Personal information
- Full name: Victonara Salas Galang
- Nickname: Ara, Vic
- Nationality: Filipino
- Born: January 4, 1995 (age 31)
- Hometown: Angeles City, Philippines
- Height: 172 cm (5 ft 7+1⁄2 in)
- Weight: 53 kg (117 lb)
- Spike: 282 cm (111 in)
- Block: 270 cm (106 in)
- College / University: De La Salle University

Volleyball information
- Position: Outside/Open Hitter Opposite Hitter

Career
| Years | Teams |
| 2016–2023 | F2 Logistics Cargo Movers |
| 2024–2025 | Chery Tiggo Crossovers |
| 2026–present | Farm Fresh Foxies |

= Ara Galang =

Filipino volleyball player

Victonara "Ara" Salas Galang (born January 4, 1995) is a Filipina professional volleyball player for the Farm Fresh Foxies of the Premier Volleyball League (PVL).

In college, Galang played for the De La Salle University Lady Spikers of the University Athletic Association of the Philippines. She won Rookie of the Year in Season 74 (2012) and won MVP in Season 75 (2013).

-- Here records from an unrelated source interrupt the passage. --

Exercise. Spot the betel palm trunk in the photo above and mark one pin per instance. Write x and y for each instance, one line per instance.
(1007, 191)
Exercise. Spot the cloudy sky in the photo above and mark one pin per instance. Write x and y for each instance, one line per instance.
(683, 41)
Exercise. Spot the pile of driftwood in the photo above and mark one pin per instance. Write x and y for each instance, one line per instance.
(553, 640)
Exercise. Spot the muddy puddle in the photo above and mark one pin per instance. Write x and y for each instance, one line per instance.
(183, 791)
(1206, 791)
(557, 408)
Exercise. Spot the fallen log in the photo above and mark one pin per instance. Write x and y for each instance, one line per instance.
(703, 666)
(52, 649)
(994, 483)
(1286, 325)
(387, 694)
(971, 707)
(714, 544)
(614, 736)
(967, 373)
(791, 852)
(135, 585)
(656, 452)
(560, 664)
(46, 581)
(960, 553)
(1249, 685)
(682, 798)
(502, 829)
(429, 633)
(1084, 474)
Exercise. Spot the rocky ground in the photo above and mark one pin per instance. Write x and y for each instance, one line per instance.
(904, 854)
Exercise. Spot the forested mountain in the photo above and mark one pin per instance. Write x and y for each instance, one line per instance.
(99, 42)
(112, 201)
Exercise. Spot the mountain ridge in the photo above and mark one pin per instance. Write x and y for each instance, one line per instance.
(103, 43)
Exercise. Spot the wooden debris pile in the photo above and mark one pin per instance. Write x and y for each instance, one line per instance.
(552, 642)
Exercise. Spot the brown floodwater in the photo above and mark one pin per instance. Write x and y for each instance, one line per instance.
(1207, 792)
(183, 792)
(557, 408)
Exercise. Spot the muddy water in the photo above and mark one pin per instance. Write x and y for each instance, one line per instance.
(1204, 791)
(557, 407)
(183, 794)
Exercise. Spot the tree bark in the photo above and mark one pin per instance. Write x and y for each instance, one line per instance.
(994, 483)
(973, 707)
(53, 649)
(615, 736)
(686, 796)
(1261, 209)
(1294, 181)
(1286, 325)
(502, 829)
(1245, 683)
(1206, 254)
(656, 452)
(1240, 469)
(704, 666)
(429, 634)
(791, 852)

After her collegiate career, Galang joined the F2 Logistics Cargo Movers of the Philippine Super Liga and later the Premier Volleyball League, winning four titles out of nine medal finishes, and also winning MVP in the 2018 Invitational Cup. In 2023, after F2 Logistics disbanded, she moved to the Chery Tiggo Crossovers where she would play until its disbandment in 2025.

==Career==

Galang was discovered by DLSU Lady Spikers head coach, Ramil de Jesus during one of her games at the Shakey's V-League girls division in 2009. She was a junior high school at Angeles University Foundation at that time. She played with AUF Great Danes from 2007 to 2011, being awarded Best Attacker in 2011 in the Shakey's Girls Volleyball League.

She has been awarded with the Sports Achievement Award and Class Valedictorian while in Holy Family Academy in elementary school, Athlete of the Year and Class Valedictorian in the Angeles University Foundation High School and Consistent Dean's Lister in De La Salle University. She also won the Best Server award playing for Palarong Pambansa in 2011.

In 2011, she joined the DLSU Lady Spikers to defend their championship title of the 74th season of UAAP women's volleyball tournament together with Cha Cruz, Michele Gumabao, and Aby Maraño. They were declared as the back-to-back champions and she also grabbed the Best Server award and was hailed as the Rookie of the Year. For the 2012 PVF Intercollegiate Volleyball Championship, she was awarded Best Attacker.

The following season, Galang was awarded Most Valuable Player, shared with Aby Maraño winning her third consecutive championship in the UAAP Season 75 tournament. For the season 76, the DLSU Lady Spikers lost to ADMU Lady Eagles ending their campaign finishing as league's first runner up. She was awarded Best Attacker during the 2014 Philippine National Games. She was chosen as the team captain in Season 77 for the Lady Spikers. She led her team to reach the number two spot on the league with a 10–2 win–loss record on the elimination round. She was also a top contender along with Alyssa Valdez for MVP title of the season. She tore her ACL and MCL ligaments and got a big bone bruise during their do-or-die stepladder match with National University on March 7, 2015. She failed to join her team at the Finals to face the Ateneo Lady Eagles for the fourth consecutive time. However, they were crowned as the first runner up of the league. In the same season, Galang, together with Kim Fajardo and Cyd Demecillo were hailed as first runner up in the beach volleyball tournament. She made her comeback in UAAP Season 78 as she together with her teammates defeated the Ateneo Lady Eagles winning the UAAP Season 78 women's volleyball tournament championship. This was also her last playing year in the UAAP.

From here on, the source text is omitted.